Parmotrema afrocetratum

Scientific classification
- Kingdom: Fungi
- Division: Ascomycota
- Class: Lecanoromycetes
- Order: Lecanorales
- Family: Parmeliaceae
- Genus: Parmotrema
- Species: P. afrocetratum
- Binomial name: Parmotrema afrocetratum Elix, Eb.Fischer & Killmann (2005)

= Parmotrema afrocetratum =

- Authority: Elix, Eb.Fischer & Killmann (2005)

Species of lichen

Parmotrema afrocetratum is a species of saxicolous (rock-dwelling) foliose lichen in the family Parmeliaceae. Described as new to science in 2005, it is found in Rwanda. It forms broad, leaf-like rosettes up to 10 cm across with grey-green upper surfaces and black undersides, growing directly on rock surfaces in landscaped areas at about 1750 metres elevation. The species is distinguished from similar lichens by its smooth margins without hair-like extensions and its distinctive flask-shaped reproductive spores.

==Taxonomy==

Parmotrema afrocetratum was formally described in 2005 by John Elix, Eberhard Fischer, and Dorothee Killmann during their survey of Rwanda's poorly documented lichen funga. It belongs to the family Parmeliaceae, a large group of mostly foliose ("leaf-like") lichens that are especially diverse in tropical regions. The holotype was collected on rock outcrops in the grounds of the Institut de Recherche Scientifique et Technologique (IRST) at Butare, roughly 1750 m above sea level. The authors chose the epithet afrocetratum to signal both its African origin and its superficial resemblance to Parmotrema cetratum, a widespread pantropical species. Morphologically the new lichen differs from P. cetratum by lacking marginal cilia (hair-like extensions), having lobulate (small lobe-bearing) margins, and producing imperforate (un-holed) apothecia. It also has smaller ascospores and distinctly flask-shaped (sublageniform) conidia, whereas P. cetratum bears long, thread-like conidia. Chemotaxonomically P. afrocetratum is distinguished by atranorin in the cortex and salazinic acid as the principal medullary substance. These features, taken together, justify its recognition as a separate species within Parmotrema despite its overall similarity in habit to P. cetratum and P. latissimum.

==Description==

The lichen forms loosely attached, foliose rosettes 8–10 cm across.
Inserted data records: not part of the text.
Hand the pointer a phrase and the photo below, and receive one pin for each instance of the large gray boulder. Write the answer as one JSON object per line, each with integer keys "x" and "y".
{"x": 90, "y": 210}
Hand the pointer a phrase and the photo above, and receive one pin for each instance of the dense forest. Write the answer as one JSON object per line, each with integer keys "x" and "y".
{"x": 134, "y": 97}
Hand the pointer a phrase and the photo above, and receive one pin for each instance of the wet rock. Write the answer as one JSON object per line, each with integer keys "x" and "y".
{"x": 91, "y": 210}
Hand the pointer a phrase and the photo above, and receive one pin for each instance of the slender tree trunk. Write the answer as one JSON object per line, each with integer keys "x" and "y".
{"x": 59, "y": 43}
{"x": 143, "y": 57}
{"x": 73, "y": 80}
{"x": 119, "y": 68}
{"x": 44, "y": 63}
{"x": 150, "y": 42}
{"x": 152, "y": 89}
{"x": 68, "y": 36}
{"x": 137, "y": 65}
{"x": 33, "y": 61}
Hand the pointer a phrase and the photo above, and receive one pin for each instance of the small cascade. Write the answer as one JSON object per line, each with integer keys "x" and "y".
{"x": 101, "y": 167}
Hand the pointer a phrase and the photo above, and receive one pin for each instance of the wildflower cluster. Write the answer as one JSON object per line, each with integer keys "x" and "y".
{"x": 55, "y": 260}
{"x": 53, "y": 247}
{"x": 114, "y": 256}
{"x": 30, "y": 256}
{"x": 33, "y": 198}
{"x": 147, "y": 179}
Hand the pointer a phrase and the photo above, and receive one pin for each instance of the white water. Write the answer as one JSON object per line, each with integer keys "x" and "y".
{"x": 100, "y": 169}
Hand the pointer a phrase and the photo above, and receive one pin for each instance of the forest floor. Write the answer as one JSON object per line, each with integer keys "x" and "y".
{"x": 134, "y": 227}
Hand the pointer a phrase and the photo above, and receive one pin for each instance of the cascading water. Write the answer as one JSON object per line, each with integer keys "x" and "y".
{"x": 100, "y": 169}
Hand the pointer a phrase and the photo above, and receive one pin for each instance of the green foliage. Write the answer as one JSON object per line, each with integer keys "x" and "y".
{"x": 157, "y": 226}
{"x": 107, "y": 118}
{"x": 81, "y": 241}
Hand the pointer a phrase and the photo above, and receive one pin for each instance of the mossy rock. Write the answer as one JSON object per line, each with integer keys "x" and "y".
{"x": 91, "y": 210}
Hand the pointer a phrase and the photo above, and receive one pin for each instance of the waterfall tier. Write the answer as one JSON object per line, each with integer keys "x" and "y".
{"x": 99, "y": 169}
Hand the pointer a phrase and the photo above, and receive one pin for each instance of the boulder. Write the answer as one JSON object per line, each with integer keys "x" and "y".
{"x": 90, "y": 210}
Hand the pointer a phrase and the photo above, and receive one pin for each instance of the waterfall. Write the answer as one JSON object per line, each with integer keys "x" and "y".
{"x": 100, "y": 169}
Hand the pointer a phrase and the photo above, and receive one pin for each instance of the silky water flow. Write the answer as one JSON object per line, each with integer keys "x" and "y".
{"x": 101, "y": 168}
Its are relatively broad (5–15 mm), irregularly branched, and lie flat to gently waved; their margins are smooth or subtly lobulate but entirely without cilia. The upper surface ranges from grey to grey-green; when fresh it is shiny and , and with age these maculae break into a fine network of cracks. No isidia (minute vegetative outgrowths) or soredia (powdery propagules) develop, so the species relies primarily on sexual and conidial reproduction. The medulla—the lichen's inner fungal layer—is white and reacts K+ (yellow then red), a spot test that betrays the presence of salazinic acid.
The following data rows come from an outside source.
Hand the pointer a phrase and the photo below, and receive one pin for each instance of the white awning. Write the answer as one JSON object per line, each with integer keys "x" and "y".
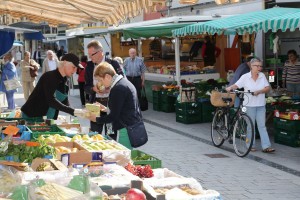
{"x": 75, "y": 12}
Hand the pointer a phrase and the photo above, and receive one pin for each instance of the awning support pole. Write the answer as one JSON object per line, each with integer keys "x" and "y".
{"x": 140, "y": 51}
{"x": 177, "y": 60}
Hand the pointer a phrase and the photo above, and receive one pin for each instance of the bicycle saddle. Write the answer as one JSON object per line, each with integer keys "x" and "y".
{"x": 227, "y": 99}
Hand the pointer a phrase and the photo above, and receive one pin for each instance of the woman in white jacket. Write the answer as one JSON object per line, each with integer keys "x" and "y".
{"x": 28, "y": 82}
{"x": 50, "y": 63}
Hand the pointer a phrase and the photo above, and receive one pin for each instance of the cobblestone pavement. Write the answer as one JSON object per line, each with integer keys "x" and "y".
{"x": 185, "y": 149}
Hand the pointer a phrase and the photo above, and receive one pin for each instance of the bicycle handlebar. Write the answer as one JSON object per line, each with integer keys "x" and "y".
{"x": 242, "y": 92}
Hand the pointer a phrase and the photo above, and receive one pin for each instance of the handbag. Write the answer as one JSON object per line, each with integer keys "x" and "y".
{"x": 137, "y": 133}
{"x": 187, "y": 94}
{"x": 217, "y": 101}
{"x": 33, "y": 73}
{"x": 12, "y": 84}
{"x": 143, "y": 100}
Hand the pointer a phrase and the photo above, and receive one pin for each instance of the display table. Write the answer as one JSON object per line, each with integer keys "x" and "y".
{"x": 189, "y": 78}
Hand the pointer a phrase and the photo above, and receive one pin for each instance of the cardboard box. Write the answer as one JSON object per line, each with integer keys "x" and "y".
{"x": 80, "y": 157}
{"x": 57, "y": 165}
{"x": 121, "y": 157}
{"x": 287, "y": 115}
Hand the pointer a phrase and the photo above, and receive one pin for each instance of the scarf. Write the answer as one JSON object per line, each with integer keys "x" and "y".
{"x": 116, "y": 78}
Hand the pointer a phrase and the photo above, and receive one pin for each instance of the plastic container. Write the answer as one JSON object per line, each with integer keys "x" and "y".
{"x": 45, "y": 130}
{"x": 287, "y": 138}
{"x": 152, "y": 161}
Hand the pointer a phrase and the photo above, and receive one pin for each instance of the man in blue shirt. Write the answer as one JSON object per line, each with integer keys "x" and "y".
{"x": 135, "y": 71}
{"x": 240, "y": 71}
Below, the thallus is black and densely covered with rhizines—short, root-like holdfasts—that sometimes cluster near the lobe tips; a narrow brownish zone without rhizines often rims the margins. Apothecia (cup-shaped fruit-bodies) are scattered, 1–3 mm wide, and may sit flush with the thallus or rise slightly on a short stalk. Their start concave but become unevenly curved and brownish-glossy as they expand; unlike many in the genus they are never perforated at the centre. Ascospores are ellipsoid, 9–11 × 6–7 μm, while the plentiful pycnidia generate 5–7 × 1 μm sublageniform conidia. The chemical profile comprises atranorin and chloroatranorin in the cortex, with salazinic acid dominating the medulla, a combination that supports its placement within the salazinic acid group of Parmotrema species.
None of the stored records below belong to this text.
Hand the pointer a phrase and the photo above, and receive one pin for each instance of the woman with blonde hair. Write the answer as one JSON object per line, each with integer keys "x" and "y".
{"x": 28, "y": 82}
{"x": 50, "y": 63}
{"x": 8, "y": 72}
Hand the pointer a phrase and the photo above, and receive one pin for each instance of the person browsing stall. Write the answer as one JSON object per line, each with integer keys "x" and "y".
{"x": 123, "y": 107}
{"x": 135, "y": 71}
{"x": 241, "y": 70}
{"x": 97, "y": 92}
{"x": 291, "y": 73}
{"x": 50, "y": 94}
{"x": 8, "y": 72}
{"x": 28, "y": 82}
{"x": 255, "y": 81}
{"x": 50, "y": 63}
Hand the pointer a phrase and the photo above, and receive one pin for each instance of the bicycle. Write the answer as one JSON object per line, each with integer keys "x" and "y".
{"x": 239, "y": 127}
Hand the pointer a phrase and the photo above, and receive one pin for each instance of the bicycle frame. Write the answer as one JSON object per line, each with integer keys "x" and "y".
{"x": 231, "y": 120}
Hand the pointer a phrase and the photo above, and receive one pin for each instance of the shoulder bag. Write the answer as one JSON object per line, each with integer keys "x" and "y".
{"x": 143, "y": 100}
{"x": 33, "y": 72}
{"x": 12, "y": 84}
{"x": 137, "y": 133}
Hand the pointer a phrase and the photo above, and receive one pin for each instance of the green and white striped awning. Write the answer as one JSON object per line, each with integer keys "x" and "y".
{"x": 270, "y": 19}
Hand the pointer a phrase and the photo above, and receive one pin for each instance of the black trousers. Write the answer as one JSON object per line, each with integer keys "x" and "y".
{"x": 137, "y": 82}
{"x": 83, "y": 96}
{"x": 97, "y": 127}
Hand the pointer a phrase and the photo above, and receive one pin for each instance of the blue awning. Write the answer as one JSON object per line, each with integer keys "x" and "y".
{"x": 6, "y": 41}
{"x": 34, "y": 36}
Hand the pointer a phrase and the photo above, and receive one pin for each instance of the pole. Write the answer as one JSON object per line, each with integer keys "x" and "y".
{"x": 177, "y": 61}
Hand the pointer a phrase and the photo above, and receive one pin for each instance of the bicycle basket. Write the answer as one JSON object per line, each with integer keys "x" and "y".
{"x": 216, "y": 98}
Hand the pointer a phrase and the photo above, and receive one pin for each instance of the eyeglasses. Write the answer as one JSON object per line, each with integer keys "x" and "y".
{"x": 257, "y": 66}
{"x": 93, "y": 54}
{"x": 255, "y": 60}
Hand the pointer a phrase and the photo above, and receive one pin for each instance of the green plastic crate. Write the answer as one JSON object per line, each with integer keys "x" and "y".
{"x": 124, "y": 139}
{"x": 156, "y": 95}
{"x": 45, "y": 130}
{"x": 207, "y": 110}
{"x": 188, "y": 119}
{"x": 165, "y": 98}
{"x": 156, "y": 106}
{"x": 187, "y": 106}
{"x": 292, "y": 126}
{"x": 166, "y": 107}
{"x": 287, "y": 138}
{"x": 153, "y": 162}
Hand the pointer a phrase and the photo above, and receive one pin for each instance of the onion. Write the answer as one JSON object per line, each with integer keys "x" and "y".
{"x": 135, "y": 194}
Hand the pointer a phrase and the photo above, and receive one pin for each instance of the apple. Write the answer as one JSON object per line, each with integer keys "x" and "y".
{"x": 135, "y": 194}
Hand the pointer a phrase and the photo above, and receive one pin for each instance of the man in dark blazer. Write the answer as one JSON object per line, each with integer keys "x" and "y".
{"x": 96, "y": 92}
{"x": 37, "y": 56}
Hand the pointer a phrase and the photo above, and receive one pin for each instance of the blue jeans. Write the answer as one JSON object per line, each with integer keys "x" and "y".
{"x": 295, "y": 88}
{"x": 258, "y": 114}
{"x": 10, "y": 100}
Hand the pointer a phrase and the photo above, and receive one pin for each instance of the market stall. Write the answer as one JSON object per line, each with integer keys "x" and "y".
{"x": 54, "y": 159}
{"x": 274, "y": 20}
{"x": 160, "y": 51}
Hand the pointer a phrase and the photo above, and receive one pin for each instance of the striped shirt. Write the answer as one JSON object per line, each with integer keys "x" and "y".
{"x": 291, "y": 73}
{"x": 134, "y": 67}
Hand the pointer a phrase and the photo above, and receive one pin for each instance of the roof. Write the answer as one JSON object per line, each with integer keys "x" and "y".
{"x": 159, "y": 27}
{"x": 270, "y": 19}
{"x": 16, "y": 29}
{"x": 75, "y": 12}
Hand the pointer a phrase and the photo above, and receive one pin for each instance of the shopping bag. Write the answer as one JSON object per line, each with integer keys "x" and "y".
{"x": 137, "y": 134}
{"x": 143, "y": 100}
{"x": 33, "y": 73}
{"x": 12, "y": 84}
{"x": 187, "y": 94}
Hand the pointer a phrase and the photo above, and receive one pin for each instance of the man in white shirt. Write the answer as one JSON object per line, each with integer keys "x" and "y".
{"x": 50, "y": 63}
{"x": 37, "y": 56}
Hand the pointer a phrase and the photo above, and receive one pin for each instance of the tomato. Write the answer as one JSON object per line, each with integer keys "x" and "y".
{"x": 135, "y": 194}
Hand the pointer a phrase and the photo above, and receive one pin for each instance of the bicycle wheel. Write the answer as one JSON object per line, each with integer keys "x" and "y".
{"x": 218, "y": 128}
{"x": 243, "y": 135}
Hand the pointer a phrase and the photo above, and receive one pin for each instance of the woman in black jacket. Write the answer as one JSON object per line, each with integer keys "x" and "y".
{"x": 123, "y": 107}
==Habitat and distribution==

Parmotrema afrocetratum is known only from its type locality in southern Rwanda, where it grows saxicolously—that is, directly on rock surfaces—within an artificially landscaped park of open lawns and planted exotic trees adjoining the Ruhande Arboretum at Butare. The site lies at roughly 1750 m in a subtropical montane setting that experiences a mild but seasonally moist climate. Although the immediate habitat is anthropogenic, the surrounding region features a mosaic of natural montane forest and afroalpine vegetation, suggesting that the lichen could also inhabit nearby rocky clearings or forest edges. No additional populations have yet been recorded, so its broader distribution, ecological amplitude, and conservation status remain uncertain until further field surveys are undertaken. Parmotrema afrocetratum is one of 25 species of Parmotrema that have been documented in Rwanda.